Virtual Machines¶
Azure Virtual Machines (VM) is one of several types of on-demand
, scalable computing resources that Azure offers. Typically, you choose a VM when you need more control over the computing environment than the other choices offer. This article gives you information about what you should consider before you create a VM, how you create it, and how you manage it.

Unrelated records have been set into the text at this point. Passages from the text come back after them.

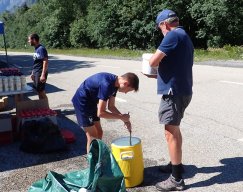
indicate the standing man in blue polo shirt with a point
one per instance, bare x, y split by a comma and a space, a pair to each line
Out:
174, 58
39, 73
95, 99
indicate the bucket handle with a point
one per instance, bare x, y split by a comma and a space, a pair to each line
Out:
127, 155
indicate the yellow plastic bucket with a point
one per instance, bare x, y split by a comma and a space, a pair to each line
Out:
130, 159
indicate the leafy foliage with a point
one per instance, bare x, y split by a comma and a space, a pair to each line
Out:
122, 23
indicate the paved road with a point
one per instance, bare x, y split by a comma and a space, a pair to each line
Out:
212, 127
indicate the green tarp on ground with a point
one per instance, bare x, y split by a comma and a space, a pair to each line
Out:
103, 175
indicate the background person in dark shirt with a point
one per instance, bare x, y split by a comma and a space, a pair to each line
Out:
97, 94
174, 58
39, 73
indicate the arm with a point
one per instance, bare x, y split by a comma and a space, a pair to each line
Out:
44, 70
156, 58
101, 112
111, 105
154, 61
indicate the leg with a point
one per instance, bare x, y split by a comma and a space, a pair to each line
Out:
98, 129
91, 133
42, 94
174, 141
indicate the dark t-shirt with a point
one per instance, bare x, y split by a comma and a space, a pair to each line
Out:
39, 55
98, 86
175, 69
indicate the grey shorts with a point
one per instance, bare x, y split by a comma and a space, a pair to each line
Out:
171, 109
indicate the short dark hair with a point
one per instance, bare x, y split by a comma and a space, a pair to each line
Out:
133, 80
35, 36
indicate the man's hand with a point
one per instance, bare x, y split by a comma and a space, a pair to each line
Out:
32, 76
125, 117
150, 76
42, 78
128, 126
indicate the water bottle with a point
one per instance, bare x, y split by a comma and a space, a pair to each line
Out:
1, 84
23, 81
17, 83
5, 84
11, 83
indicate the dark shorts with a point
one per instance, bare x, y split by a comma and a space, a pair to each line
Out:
39, 86
86, 114
172, 109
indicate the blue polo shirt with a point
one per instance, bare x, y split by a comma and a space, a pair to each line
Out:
39, 55
175, 69
98, 86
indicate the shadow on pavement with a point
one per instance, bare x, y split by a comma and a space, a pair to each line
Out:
230, 172
48, 89
12, 158
25, 63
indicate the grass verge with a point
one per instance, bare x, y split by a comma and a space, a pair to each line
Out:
225, 53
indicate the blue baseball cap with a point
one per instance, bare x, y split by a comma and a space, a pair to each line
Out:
165, 14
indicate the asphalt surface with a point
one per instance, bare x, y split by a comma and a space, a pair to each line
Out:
212, 126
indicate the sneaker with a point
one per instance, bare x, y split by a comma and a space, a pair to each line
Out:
170, 185
168, 168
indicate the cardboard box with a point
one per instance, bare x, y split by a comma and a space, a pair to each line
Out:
5, 123
3, 103
30, 105
6, 137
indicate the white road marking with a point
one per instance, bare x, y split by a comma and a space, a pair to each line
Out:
231, 82
121, 100
108, 66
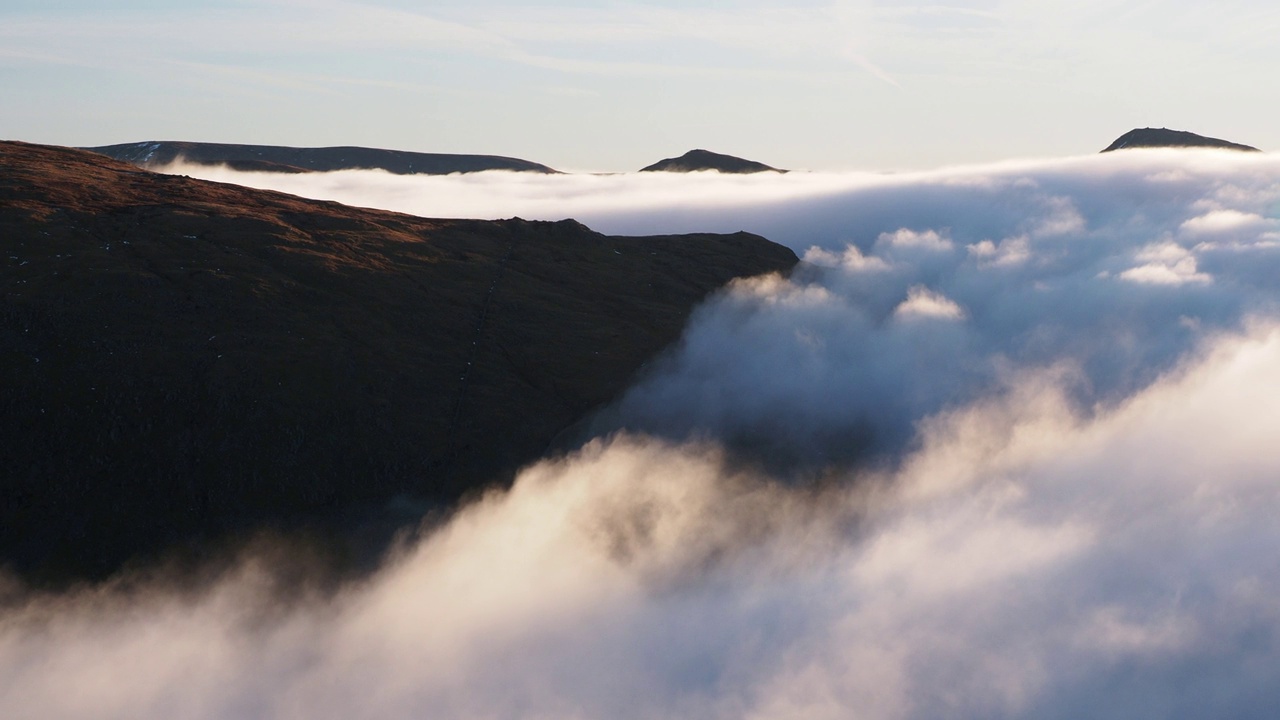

When you create one vm in azure you can choose many things: - Operative System(Image Base) - Size(There are several options on azure for diferents porpuses)(Ram, CPU, Disk) - Availability Strategy
Azure Domains¶
There are two azure domains types:
Fault Domains¶
Fault domains define the group of virtual machines that share a common power source and network switch. By default, the virtual machines configured within your availability set are separated across up to three fault domains
Update Domains¶
Update domains indicate groups of virtual machines and underlying physical hardware that can be rebooted at the same time. When more than five virtual machines are configured within a single availability set with five update domains, the sixth virtual machine is placed into the same update domain as the first virtual machine, the seventh in the same update domain as the second virtual machine, and so on. The order of update domains being rebooted may not proceed sequentially during planned maintenance, but only one update domain is rebooted at a time. A rebooted update domain is given 30 minutes to recover before maintenance is initiated on a different update domain.